Posting a higher-than-expected profit Thursday morning, Best Buy sailed smoothly as the first quarter bottom-line was reached despite a sharp decline in the sales recorded. The management at Best Buy expected declines in the consumer electronics industry in spite of these encouraging numbers. Starting the day with a low 3.4 percent, comments about Best Buy in negative territory, were forgotten. The investors focused on cost-savings that helped turn Best Buy into a profitable venture. Reporting a total of $9.03 billion, in the first quarter fiscal 2015 revenue, missing the target $9.23 billion street estimate with a 1.9 percent decline over the revenue reported by Best Buy this time last year. An improvement, however, came in the form of net income earned which stood at $461 million which was reported as $97 million reported last year. Best Buy reported earning 33 cents per share above the others, recording a 19-cent per-share analyst consensus.

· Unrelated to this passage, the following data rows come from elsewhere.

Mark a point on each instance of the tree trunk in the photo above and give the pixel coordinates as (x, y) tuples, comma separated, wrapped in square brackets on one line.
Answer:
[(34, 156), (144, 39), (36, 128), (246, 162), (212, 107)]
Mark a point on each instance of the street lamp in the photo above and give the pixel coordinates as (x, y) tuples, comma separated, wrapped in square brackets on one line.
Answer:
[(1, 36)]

CFO Sharon McCollam of Best Buy predicted a decline in the consumer electronics industry but attributed the positive results to achieved market gains in the U.S. The market gain, she said, was fuelled by improving price competition and an enhanced customer experience that focused on advice, service and convenience. McCollam expected that the ongoing decline will continue till eagerly awaited products are released in the market hinting at Apple’s latest release schedule for the iPhone6. She expected comparable sales to be negative in both the second and third quarters. Best Buy was one of the top performing S&P 500 stocks last year, but it is down more than 30% so far in 2014.
Joly, who took the reins of Best Buy in 2012, managed to exceed expectations by reducing the headcount, eliminating hundreds of jobs and closing down unprofitable stores. Joly also simplified management and boosted cash reserves. Many see this as contributing factors to what turned Best Buy’s profits around. Although the sales still fall, the rate of decline has slowed down significantly. David Schick, Stifel analyst noted that the management team was instrumental in simplifying the old methods and finding more profitable paths to customers. Vendors, he noted, seemed to show support for Best Buy’s success.
Rising grocery bills and higher fuel costs in the U.S. dictated consumers’ ability to spend on items such as electronic goods. That did not stop Best Buy from anticipating better sales records when Apple and Amazon release their latest smart phones later this year. Citi analyst Kate McShane on Thursday noted that the gross margin, which came in at 20.2 percent against the 19.5 percent predicted earlier, showed an increase of 7 percent in Best Buy’s pre-market trading. Currently trading in for a 5.6 percent gain, Best Buy exceeded expectations against poor sales records. After all nothing less was expected from one of S&P’s best performers in 2013 posting a 240 percent return.